Deborah led the way upstairs. While her husband went in search of something dry for the man to wear when he was finished bathing, she turned the taps on in the tub. She laid out towels, and when Cherokee joined her—clothed in an old dressing gown of Simon’s with a pair of Simon’s pyjamas draped over his arm—she cleaned the cut on his head. He winced at the alcohol she dabbed on his skin. She held his head more firmly and said, “Grit your teeth.”
“You don’t provide bullets to bite?”
“Only when I’m doing surgery. This doesn’t count.” She tossed the cotton wool away and took up a plaster. “Cherokee, where’ve you come from tonight? Not Los Angeles, surely. Because you’ve no...Have you any luggage?”
“Guernsey,” he said. “I came over from Guernsey. I set off this morning. I thought I’d get everything taken care of and get back there by tonight, so I didn’t bring anything with me from the hotel. But I ended up spending most of the day at the airport, waiting for the weather to clear.”
Deborah homed in on a single word. “Everything?” She fitted a plaster over his cut.
“What?”
“Getting everything taken care of today. What’s everything?”
Cherokee’s gaze flicked away from her. It was just for a moment but long enough for Deborah to feel trepidation. He’d said his sister had given him their Cheyne Row address, and from this Deborah had first assumed she’d provided it to her brother before he left the States, as one of those gestures one person makes to another when an upcoming journey is mentioned in passing. Going to London as part of your holiday? Oh, do call on mygood friends there. Except when she really thought it out, Deborah had to admit how unlikely this scenario was in a situation in which she hadn’t had contact with Cherokee’s sister in the last five years. That made her think that if Cherokee himself wasn’t in trouble but if he’d come in a rush from Guernsey to London with their address in his possession and the express purpose of going to the American embassy...
She said, “Cherokee, has something happened to China? Is that why you’re here?”
He looked back at her. His face was bleak. “She’s been arrested,” he said.

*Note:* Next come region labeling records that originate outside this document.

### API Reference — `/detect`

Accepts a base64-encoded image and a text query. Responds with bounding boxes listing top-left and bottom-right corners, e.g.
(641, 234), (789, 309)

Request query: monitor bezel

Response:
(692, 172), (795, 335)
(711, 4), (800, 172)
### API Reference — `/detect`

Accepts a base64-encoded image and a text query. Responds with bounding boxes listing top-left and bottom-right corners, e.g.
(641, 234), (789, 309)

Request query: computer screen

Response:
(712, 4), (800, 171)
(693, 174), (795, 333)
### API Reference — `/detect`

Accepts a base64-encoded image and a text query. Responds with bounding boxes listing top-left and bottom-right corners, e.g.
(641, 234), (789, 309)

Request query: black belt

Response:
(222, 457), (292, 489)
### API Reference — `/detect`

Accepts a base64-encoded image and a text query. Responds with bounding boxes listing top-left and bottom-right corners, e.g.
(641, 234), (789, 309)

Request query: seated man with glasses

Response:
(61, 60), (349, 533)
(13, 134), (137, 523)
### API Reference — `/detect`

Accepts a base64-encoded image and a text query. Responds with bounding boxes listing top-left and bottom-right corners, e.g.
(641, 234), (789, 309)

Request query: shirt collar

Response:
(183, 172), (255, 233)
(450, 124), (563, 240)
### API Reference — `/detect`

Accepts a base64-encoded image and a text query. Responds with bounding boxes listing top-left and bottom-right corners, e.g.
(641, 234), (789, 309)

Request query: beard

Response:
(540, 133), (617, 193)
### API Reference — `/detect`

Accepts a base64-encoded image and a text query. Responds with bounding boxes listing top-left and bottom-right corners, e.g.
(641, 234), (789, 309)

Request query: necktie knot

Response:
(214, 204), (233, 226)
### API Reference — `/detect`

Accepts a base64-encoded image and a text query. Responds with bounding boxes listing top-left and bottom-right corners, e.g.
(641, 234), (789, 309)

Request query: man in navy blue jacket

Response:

“I didn’t ask him anything more.” Deborah had found her husband in the basement kitchen, where, prescient as always, Simon had already gone to put soup on the cooker. Bread was toasting as well, and the scarred kitchen table where Deborah’s father had prepared a hundred thousand meals over the years was set with one place. “I thought after his bath...It seemed better to let him recover a bit. That is, before he tells us...If he wants to tell us...” She frowned, running her thumbnail along the edge of the work top where a splinter in the wood felt like a pinprick in her conscience. She tried to tell herself that she had no reason to feel it, that friendships came and went in life and that’s just how it was. But she was the one who’d stopped replying to letters from the other side of the Atlantic. For China River had been a part of Deborah’s life that Deborah had wanted very much to forget.
Simon shot her a look from the cooker, where he was stirring tomato soup with a wooden spoon. He appeared to read worry into her reluctance to speak, because he said, “It could be something relatively simple.”
“How on earth can an arrest be simple?”
“Not earth-shattering, I mean. A traffic accident. A misunderstanding in Boots that looks like shoplifting. Something like that.”
“He can’t have meant to go to the American embassy over shoplifting, Simon. And she’s not a shoplifter anyway.”
“How well do you actually know her?”
“I know her well,” Deborah said. She felt the need to repeat it fiercely.
“I know China River perfectly well.”
“And her brother? Cherokee? What the dickens sort of name is that anyway?”
“The one he was given at birth, I expect.”